This is a minimal bare-metal AArch64 application that demonstrates how U-Boot loads and executes a standalone binary. It's meant to be used in conjunction with U-boot build as a Code-in-Motion project. Which is the reason we see relatevies pre-defined paths here.

What It Does

The application:

  1. Runs directly on the hardware (or QEMU) without an operating system
  2. Outputs "Hello from bare-metal AArch64!" to the UART

Files

File Description
start.S Assembly entry point - sets up stack and calls C main
main.c C code that prints the hello message via UART
linker.ld Linker script defining memory layout at 0x40400000
Makefile Build rules using the aarch64-none-elf toolchain
boot.cmd U-Boot script source (text)
boot.scr U-Boot script binary (auto-generated by mkimage)
run-hello.sh Automated test script using expect

Building

Simply run:

make

Output files:

  • hello-world.elf - ELF binary (for reference)
  • hello-world.bin - Raw binary (loaded by U-Boot)
  • boot.scr - U-Boot script (auto-boot capable)

Running

Automated Method (Recommended)

If you have expect installed:

./hello-world/run-hello.sh

This will automatically:

  1. Start QEMU with U-Boot
  2. Load hello-world.bin from the virtio disk (or use auto-boot)
  3. Execute it using the go command
  4. Show the output

Auto-Boot Method

Since boot.scr is generated, U-Boot will auto-boot it:

make qemu-hello

Wait for U-Boot to scan bootflows - it will find boot.scr and auto-execute it!

Manual Method

  1. Start QEMU with the hello-world directory as a virtio disk:

    make qemu-hello
  2. At the U-Boot prompt (=>), type:

    fatload virtio 0:1 0x40400000 hello-world.bin
    go 0x40400000
    
  3. See the output, then quit with Ctrl+A then X.

How It Works

Boot Flow

With auto-boot (boot.scr):

- QEMU starts:
- U-Boot loads (from u-boot.bin)
- U-Boot scans bootflows
- Finds boot.scr on virtio disk
- Executes script automatically
- fatload + go commands run
- hello-world runs
- Returns to U-Boot

Manual method:

QEMU is started
- U-Boot loads (from u-boot.bin)
- U-Boot waits for commands
- fatload virtio 0:1 0x40400000 hello-world.bin
- Binary loaded from disk to memory at 0x40400000
- go 0x40400000
- U-Boot jumps to the binary
- hello-world runs
- Returns to U-Boot via 'ret' instruction

Memory Layout

  • 0x40000000: QEMU virt RAM start
  • 0x40400000: Hello-world load address (defined in linker.ld)
  • 0x40500000: Stack top (grows down toward 0x40400000)

U-Boot Commands

Command Purpose
fatload <dev> <part> <addr> <file> Load file from FAT filesystem to memory
go <addr> Jump to and execute code at address
bootelf <addr> Parse and execute ELF file at address (not used here)

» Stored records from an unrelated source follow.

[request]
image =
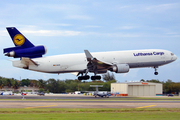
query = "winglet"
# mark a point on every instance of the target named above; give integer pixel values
(88, 55)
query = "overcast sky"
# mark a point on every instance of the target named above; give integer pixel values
(97, 25)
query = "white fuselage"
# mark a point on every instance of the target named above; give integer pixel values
(78, 62)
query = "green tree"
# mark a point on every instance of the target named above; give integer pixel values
(25, 82)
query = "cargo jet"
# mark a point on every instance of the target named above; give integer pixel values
(83, 63)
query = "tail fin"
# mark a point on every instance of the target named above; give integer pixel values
(18, 38)
(23, 47)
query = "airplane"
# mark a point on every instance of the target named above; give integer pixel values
(80, 64)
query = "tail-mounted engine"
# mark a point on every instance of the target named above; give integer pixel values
(31, 52)
(120, 68)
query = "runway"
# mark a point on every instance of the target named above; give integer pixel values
(83, 102)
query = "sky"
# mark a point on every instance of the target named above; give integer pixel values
(72, 26)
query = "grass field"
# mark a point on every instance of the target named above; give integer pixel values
(90, 114)
(104, 99)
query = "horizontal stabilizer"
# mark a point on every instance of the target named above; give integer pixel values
(28, 61)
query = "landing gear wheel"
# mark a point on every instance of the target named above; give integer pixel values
(155, 73)
(83, 77)
(95, 77)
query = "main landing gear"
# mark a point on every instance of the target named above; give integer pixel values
(155, 73)
(86, 77)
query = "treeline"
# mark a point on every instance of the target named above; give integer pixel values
(56, 86)
(169, 87)
(64, 86)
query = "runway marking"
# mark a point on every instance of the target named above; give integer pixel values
(147, 106)
(40, 106)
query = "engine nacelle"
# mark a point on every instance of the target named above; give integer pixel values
(120, 68)
(31, 52)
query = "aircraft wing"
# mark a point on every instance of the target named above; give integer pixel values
(96, 65)
(24, 63)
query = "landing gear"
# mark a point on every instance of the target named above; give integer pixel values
(155, 73)
(95, 77)
(86, 77)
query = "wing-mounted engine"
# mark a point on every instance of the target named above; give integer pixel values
(31, 52)
(120, 68)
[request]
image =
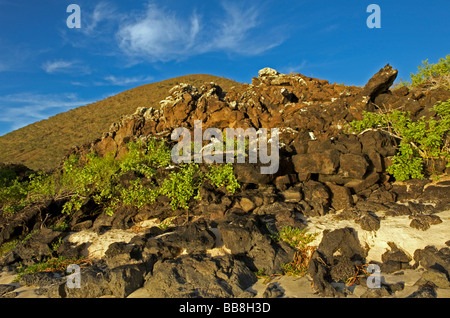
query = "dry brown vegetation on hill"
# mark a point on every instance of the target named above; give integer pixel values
(43, 144)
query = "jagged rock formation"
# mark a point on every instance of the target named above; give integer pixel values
(323, 171)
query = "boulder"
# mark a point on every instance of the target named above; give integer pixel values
(199, 276)
(325, 162)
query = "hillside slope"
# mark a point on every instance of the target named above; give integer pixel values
(43, 144)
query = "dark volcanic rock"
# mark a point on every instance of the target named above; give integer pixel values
(243, 236)
(325, 162)
(334, 259)
(380, 82)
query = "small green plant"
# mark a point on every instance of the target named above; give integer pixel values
(421, 141)
(435, 74)
(99, 179)
(52, 264)
(182, 185)
(296, 237)
(300, 240)
(223, 176)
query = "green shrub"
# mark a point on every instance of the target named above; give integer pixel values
(223, 176)
(183, 185)
(420, 141)
(98, 178)
(434, 73)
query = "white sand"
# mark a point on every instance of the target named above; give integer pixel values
(392, 229)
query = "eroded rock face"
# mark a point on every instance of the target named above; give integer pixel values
(199, 276)
(215, 250)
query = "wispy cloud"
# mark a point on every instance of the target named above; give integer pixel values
(125, 81)
(161, 35)
(102, 13)
(21, 109)
(65, 67)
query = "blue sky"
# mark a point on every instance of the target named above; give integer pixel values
(47, 68)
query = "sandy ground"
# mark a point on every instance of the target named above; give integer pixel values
(393, 229)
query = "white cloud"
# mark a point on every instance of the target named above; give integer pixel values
(65, 67)
(56, 66)
(103, 12)
(124, 81)
(22, 109)
(160, 35)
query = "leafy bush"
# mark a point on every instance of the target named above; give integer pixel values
(420, 141)
(223, 176)
(436, 74)
(300, 240)
(98, 178)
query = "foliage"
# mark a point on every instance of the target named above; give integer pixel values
(421, 140)
(183, 185)
(223, 176)
(300, 240)
(295, 237)
(432, 73)
(52, 264)
(99, 179)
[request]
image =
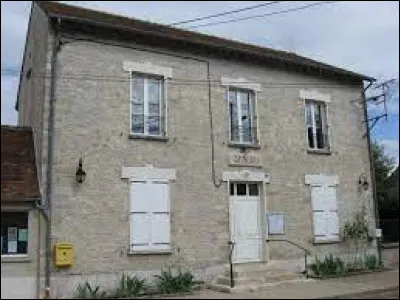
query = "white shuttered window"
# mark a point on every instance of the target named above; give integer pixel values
(150, 216)
(325, 212)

Why go Instead of bootelf?

We use the go command with a raw binary because:

  • It's simpler - no ELF parsing needed
  • It avoids potential issues with 64-bit ELF validation in U-Boot
  • It's faster to load (smaller binary)
  • For bare-metal learning, it's more explicit about what's happening

From Here to Linux

The same pattern applies to booting Linux:

  1. Build Linux kernel → produces arch/arm64/boot/Image
  2. Load kernelfatload virtio 0:1 0x40400000 Image
  3. Load device treefatload virtio 0:1 0x43000000 qemu-arm64.dtb
  4. Bootbooti 0x40400000 - 0x43000000

The main differences:

  • Linux uses booti (boot image) instead of go
  • Linux needs a device tree blob (DTB)
  • Linux may need an initramfs
  • Linux doesn't return to U-Boot (it takes over the system)

Troubleshooting

Q: I get "Unknown command 'go'" A: Your U-Boot build doesn't have the go command enabled. Check that CONFIG_CMD_GO=y is in your U-Boot config.

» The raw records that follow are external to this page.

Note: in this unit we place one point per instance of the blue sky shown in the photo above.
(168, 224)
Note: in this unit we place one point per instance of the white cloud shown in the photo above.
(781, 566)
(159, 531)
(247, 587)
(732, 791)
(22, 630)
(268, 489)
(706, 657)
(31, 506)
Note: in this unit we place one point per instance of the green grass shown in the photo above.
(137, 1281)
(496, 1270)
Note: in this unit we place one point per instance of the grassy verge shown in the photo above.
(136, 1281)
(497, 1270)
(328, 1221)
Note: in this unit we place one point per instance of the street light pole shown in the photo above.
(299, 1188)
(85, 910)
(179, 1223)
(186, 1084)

Q: Nothing is printed A: Check that the UART address (0x09000000 in main.c) matches your QEMU machine type. The virt machine uses this address for PL011 UART0.

Q: "Bad Linux ARM64 Image magic!" when using bootelf A: The bootelf command has stricter requirements. Use the go command with the raw binary instead.